Я взглянула на него вопросительно.
-- Как мужчине, по русской пословице, не должно открещиваться ни от сумы, ни от тюрьмы, так и женщине от того, что в ней, рано или поздно, заговорит ретивое!
-- И вы желаете этого мне? В роде диверсии вместо благотворительности?
-- Я этого не сказал -- и не скажу. Это придет или не придет -- пророчествовать не берусь. Но у вас есть свои запросы, свои идеи, искреннее -- и я сказал бы -- чисто-мужское стремление выполнять вот именно формулу английского мудреца: достичь полнейшего развития вашего духовного существа.
И тут он начал перебирать все то, к чему я, на его глазах, в течение нескольких лет, стремилась.
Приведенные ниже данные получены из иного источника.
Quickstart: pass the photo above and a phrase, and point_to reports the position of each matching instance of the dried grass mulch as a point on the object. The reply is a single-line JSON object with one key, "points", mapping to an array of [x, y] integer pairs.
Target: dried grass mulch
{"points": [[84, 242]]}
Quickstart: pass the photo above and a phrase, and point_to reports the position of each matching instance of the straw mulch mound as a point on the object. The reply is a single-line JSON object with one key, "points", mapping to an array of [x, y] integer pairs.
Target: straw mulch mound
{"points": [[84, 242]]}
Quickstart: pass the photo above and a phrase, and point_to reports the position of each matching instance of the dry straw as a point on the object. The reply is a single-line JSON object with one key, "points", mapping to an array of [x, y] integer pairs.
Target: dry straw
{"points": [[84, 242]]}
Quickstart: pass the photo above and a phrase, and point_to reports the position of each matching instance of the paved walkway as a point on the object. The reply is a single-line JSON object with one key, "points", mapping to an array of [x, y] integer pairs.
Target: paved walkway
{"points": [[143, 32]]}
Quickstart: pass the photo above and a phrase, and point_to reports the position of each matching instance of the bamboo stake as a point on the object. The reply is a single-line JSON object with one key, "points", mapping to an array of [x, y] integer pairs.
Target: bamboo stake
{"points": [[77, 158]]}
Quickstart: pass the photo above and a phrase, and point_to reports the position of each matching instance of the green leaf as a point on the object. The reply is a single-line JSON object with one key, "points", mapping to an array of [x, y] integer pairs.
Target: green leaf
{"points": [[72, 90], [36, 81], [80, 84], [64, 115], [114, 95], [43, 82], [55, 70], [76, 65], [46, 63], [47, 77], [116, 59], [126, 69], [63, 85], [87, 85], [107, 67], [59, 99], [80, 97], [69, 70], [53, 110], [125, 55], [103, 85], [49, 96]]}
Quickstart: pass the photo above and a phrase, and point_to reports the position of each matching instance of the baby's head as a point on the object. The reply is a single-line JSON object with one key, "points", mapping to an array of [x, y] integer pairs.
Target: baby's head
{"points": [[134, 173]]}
-- А вдруг -- возразила я -- как все это представится мне как дилетантство, как занятие от скуки?
-- Этого быть не может! -- горячо воскликнул он. -- Вы сами на себя клевещете. Припомните -- между вами и вашим покойным мужем шла упорная борьба. Вы хотели быть самой собою, и победили. Он все сбавлял свой вышучивающий тон и кончил тем, что предоставил вам полную свободу. Но этого мало! Он стал высоко чтить все ваши запросы.
-- Оттого, что он был в меня влюблен и жаждал взаимности.
-- Может быть! Но так или иначе -- это факт. И вам дорога была ваша победа. А разве теперь вы растеряли свой "
feu interieur
?" (
фр. "внутренний огонь
") Не может этого быть!
И, помолчав, он добрыми, игривыми глазами поглядел на меня.
-- На вашей лире несколько струн, и все они могут гармонично звучать. У вас эстетические потребности. Вы серьезно любите музыку, и вам можно уйти в нее, не как робкой ученице, а как артистке.
-- В душе, -- добавила я.
-- И ваш лейб-музикус сам по себе интересует вас.
-- Своим интересным личиком?
-- Нет, талантом, исканием новых музыкальных откровений. И вы можете оказывать ему -- самую ценную для него поддержку во всех смыслах.
-- Он слишком горд, чтобы принимать от меня материальную помощь.
-- В этом не будет ничего обидного. Чайковский был не ниже его талант. А потом пойдут другие области вашего духовного достояния: философия мысли, интерес к разным исканиям, к идеям и модам, возможность создать у себя -- быть может -- небывалый центр.
-- И воображать себя царицей салона, во вкусе дам XVIII века!
-- Вы не ниже их ни в каком смысле! -- сказал он спокойно и уверенно.
XIII
Но мой скептический друг -- в конце концов -- прав.
Нельзя забрасывать своего "я". И надо быть честной во всем, вплоть до анализа своих душевных состояний.
Да, смерть мужа нанесла мне удар... Но больше чем? Тем, что эта смерть оборвала ту связь, которая могла перейти во мне в более нежное чувство. А оно не успело укрепиться во мне.
Вот настоящая, неподкрашенная правда.
С ударом этим надо мириться. Он не лишил меня обладания своим "я".
Я не хочу представлять из себя "малабарскую" вдову. Это был бы жалкий самообман. Но душевное одиночество я стала испытывать сильнее. Около меня нет человека, так беззаветно любящего меня, и во мне нет ни к кому такого теплого чувства, какое я имела к нему, особенно с тех пор, как болезнь стала подкашивать его силы.
Но... мое "я" -- на две трети интеллектуальное, а не эмоциональное, если выразиться на более точном, научном языке.